Simply put, men and women could live on asteroids, but they needed to know that there was as blue world nearby—to see it in their sky. It’s a flaw in our character, no doubt, but we cannot go out and live in space all alone.

We have to have waterworlds, if the universe is ever to be ours.

This system’s waterworld we named Quest, after the beast so long sought by King Pelenor, our ship’s namesake. It shone blue and brown, under a clean whiteswaddling of clouds. For hours we circled above it, and simply cried.

Alice awakened ten corpsicles—prominent scientists who, the Worldcomps had promised, would not fall apart on the reawakening of hope.

We watched them take their turn at the viewport, joytears streaming down their faces, and we joined them to weep freely once again.

6

Pelenor was hardly up to the task of exploring this system by herself. We spent a year recovering and modifying several of the ancient ships we found drifting over our planet, so that teams could spread out, investigating every farcorner of this system.

By our second anniversary, a hundred biologists were quickscampering over the surface of Quest. They genescanned the local flora and fauna excitedly, and already were modifying Earthplants to fit into the ecosystem without causing imbalance. Soon they would start on animals from our genetanks.
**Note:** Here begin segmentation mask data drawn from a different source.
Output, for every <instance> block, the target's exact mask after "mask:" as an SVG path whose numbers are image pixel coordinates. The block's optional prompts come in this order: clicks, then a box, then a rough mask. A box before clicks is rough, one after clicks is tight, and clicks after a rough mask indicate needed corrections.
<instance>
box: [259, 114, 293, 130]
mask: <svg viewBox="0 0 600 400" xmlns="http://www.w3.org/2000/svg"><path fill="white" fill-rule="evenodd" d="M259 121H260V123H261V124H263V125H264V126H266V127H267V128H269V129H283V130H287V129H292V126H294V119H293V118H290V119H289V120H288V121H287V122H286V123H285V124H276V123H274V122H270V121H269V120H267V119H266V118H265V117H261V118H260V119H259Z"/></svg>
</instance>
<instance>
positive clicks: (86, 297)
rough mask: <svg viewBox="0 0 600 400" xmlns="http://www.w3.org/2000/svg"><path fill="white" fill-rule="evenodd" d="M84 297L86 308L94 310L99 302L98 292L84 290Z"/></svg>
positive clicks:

Engineers exploring the smallbodies excitedly declared that they could get the lifemachines left behind by the prior race to work. There was room for a billion colonists out there, straight from the start.

But the archaeologists were the ones whose report we awaited most anxiously. Between my ferrying runs, they were the ones I helped. I joined them in the dusty ruins of Oldcity, at the edge of Longvalley, putting together piles of artifacts to be catalogued and slowly analyzed.